Milling local timber

The majority of the timber that I have or use is timber that I’ve milled myself using my mobile sawmill. Usually I become aware of a potential log through a random phone call or email, oftentimes after a storm or in the following months.

Daniel's mobile sawmill
milling timber

My mill only gets used a handful of days a year so I rely on a few simple hand tools to manipulate the log. Large logs over 800mm may have to be chainsaw milled before they will fit on my bandsaw mill. 

A tree may be milled up appropriately for a specific project, or alternatively milled into a selection of sizes so that the drying process can get underway before a final design is commissioned.

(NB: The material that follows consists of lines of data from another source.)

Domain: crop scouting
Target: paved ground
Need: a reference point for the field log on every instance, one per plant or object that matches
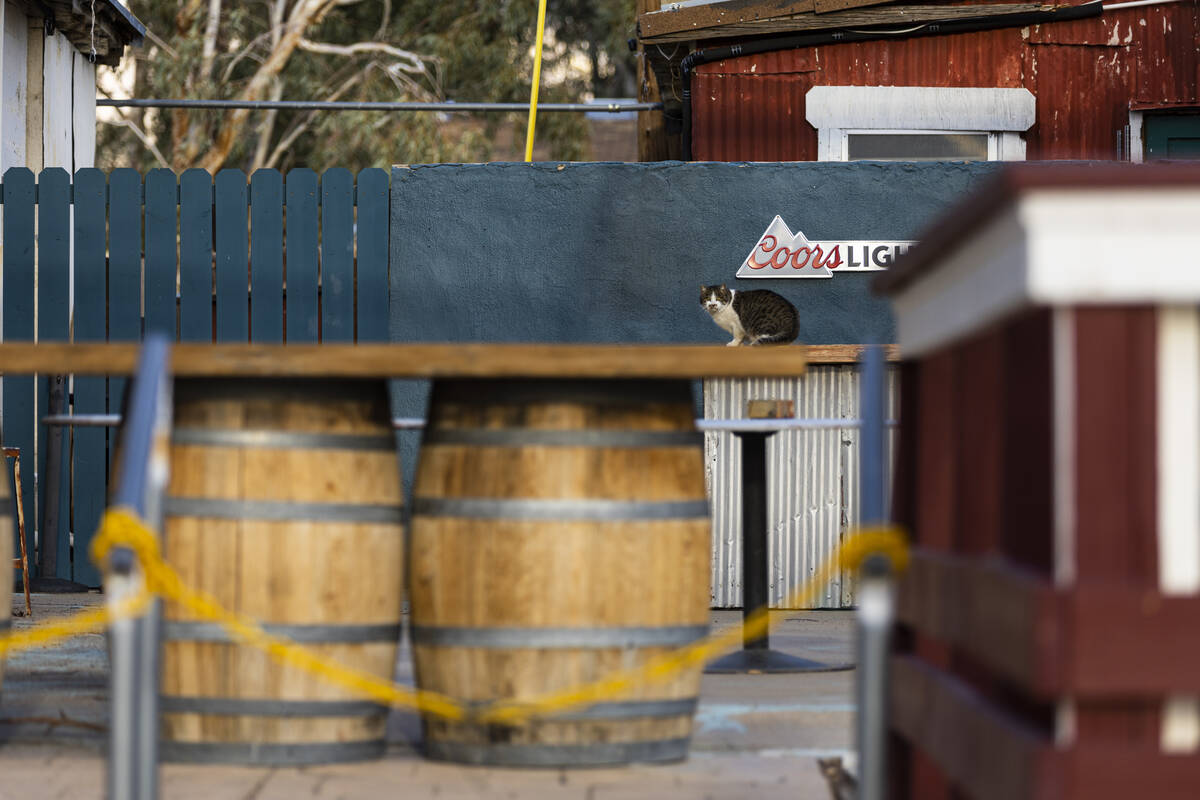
(756, 735)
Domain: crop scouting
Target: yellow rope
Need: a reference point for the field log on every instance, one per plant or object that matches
(120, 527)
(537, 79)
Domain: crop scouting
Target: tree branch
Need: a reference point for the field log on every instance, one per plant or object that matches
(304, 14)
(121, 121)
(418, 61)
(209, 50)
(303, 125)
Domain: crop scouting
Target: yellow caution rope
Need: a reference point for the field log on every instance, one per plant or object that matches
(123, 528)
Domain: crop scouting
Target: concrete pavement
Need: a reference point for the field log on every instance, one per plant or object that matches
(755, 735)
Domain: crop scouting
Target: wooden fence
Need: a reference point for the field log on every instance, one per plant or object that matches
(109, 257)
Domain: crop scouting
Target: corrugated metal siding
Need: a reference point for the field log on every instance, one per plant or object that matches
(1085, 74)
(813, 482)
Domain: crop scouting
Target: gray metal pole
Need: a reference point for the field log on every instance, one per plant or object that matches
(121, 583)
(875, 618)
(133, 737)
(875, 601)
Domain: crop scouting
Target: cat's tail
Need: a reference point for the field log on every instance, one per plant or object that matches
(774, 338)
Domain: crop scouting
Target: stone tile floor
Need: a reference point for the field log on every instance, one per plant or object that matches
(755, 735)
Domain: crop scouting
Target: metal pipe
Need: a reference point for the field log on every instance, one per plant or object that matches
(1139, 2)
(754, 535)
(875, 605)
(351, 106)
(875, 617)
(845, 36)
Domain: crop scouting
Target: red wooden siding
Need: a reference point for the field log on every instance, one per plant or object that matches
(1086, 74)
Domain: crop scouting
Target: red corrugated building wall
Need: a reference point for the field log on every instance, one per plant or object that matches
(1086, 76)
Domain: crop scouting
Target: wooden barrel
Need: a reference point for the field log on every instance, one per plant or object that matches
(285, 504)
(7, 553)
(561, 531)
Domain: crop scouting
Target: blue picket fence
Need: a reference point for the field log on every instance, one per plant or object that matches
(111, 257)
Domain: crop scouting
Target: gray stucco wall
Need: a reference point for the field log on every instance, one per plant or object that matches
(611, 252)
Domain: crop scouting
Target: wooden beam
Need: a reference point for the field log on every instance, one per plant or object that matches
(882, 16)
(654, 143)
(826, 6)
(993, 755)
(1003, 617)
(417, 360)
(1093, 642)
(435, 360)
(987, 752)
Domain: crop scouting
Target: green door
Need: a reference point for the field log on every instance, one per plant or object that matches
(1175, 136)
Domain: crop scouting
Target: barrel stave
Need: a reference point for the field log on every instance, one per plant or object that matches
(559, 534)
(285, 504)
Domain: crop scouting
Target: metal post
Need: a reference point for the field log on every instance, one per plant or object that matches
(875, 591)
(48, 537)
(133, 737)
(756, 655)
(754, 537)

Milled timber is carefully stacked to be air dried for 1 to 5 years. Once air dry and I have a project lined up for the boards, they are moved to my workshop where I have a drying room. The boards are stacked once more and will be gradually dried over a period of around 2 to 8 weeks to a moisture content suitable for use in a modern house, around 8% moisture.

air drying copper beech
Daniel Lacey

Choosing timber for your project

Following our initial discussion about your bespoke commission, I will usually guide you through what timber stocks I have that are suitable for your project and show you samples or boards. As part of a commission, you're welcome to come and have a rummage too. 

Commission bespoke furniture

This process of using local timber takes a lot of time, experience, hard work and above all space.  It certainly isn’t a cost saving measure but I can’t imagine not doing it and I think the results speak for themselves.